Domande frequenti su crisi d’impresa e analisi preliminare

Rispondere in modo concreto a documenti utili, informazioni da inviare, riservatezza, urgenze, ruolo dello studio e passaggi successivi.

Risposte sul tema

Domande frequenti su crisi d’impresa e analisi preliminare

Analisi preliminare di debiti, flussi di cassa, scadenze e documenti per definire un percorso di risanamento sostenibile.

Pagamenti bloccati e scadenze ravvicinate: che cosa va verificato?

Le disponibilità non coprono tutti gli impegni e occorre ricostruire priorità, flussi attesi e documenti prima di assumere nuovi obblighi.

Debiti distribuiti tra più creditori: che cosa va verificato?

Posizioni fiscali, contributive, bancarie e commerciali sono frammentate: serve una mappa unica che renda visibili importi, scadenze, garanzie e criticità.

Dubbi sulla continuità dell’impresa: che cosa va verificato?

L’amministratore deve capire se esistono condizioni realistiche per proseguire l’attività e quali informazioni servono per valutare scenari e interlocuzioni.

Quali aspetti specifici è utile indicare?

Per inquadrare il caso sono utili informazioni su Blocchi nei pagamenti o tensione di cassa, Mappa di debiti fiscali, contributivi, bancari o verso fornitori, Valutazione della continuità aziendale, Documenti da raccogliere per una prima lettura e Scenari di risanamento e interlocuzioni con i creditori.

Come imposta l’analisi lo studio di commercialisti?

Lo studio di commercialisti svolge una prima lettura della situazione, organizza esposizioni e flussi, individua le informazioni mancanti e definisce le priorità operative. Quando il caso richiede ulteriori competenze, coordina professionisti associati; il contributo dello studio resta fiscale, contabile ed economico-finanziario. Le posizioni vengono ordinate per tipologia, importo, scadenza, documenti disponibili e informazioni da recuperare.

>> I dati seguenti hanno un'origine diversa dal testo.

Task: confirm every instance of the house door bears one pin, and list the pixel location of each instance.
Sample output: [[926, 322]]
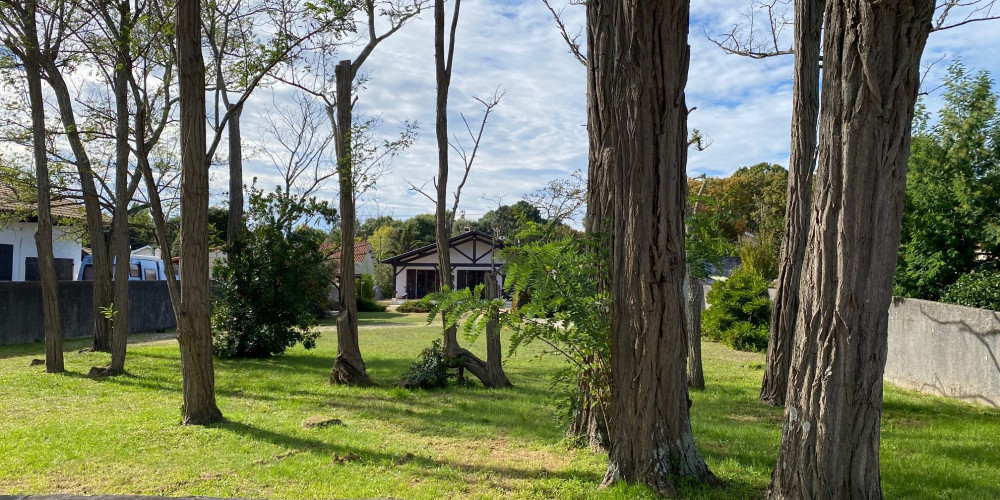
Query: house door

Entrate, uscite e impegni sono confrontati in una sequenza temporale per individuare tensioni, priorità e punti da approfondire.

Che cosa chiarisce la valutazione sul caso concreto?

Ottieni un quadro documentato di debiti, scadenze, disponibilità finanziarie e alternative da valutare, per decidere quali passaggi avviare con maggiore consapevolezza.

Metodo e primo contatto

Domande comuni sul primo contatto

Come funziona la prima valutazione?

Il primo contatto serve a comprendere il problema, l'urgenza, i soggetti coinvolti e le informazioni disponibili. Lo studio di commercialisti chiarisce quali verifiche possono essere utili e se occorre definire un incarico professionale.

Quali informazioni e documenti è utile preparare?

Dipende dal caso. Una descrizione sintetica dell'evento, le scadenze note e l'elenco dei documenti disponibili aiutano a impostare il confronto. Gli atti completi possono essere richiesti in un secondo momento attraverso un canale concordato.

Il contatto è riservato?

Le informazioni inviate vengono utilizzate per gestire la richiesta. Nel primo messaggio è opportuno evitare dati sensibili non necessari e indicare soltanto gli elementi utili a comprendere il perimetro.

Perché viene richiesto un recapito telefonico?

Un breve confronto consente di chiarire rapidamente urgenza, obiettivo e documenti mancanti. Il recapito non sostituisce l'analisi professionale e viene usato per organizzare il primo contatto.

La prima conversazione produce una soluzione definitiva?

No. Una risposta operativa richiede la lettura del caso concreto, dei documenti e delle regole applicabili. Il primo confronto serve a capire come procedere e se esistono le condizioni per una consulenza.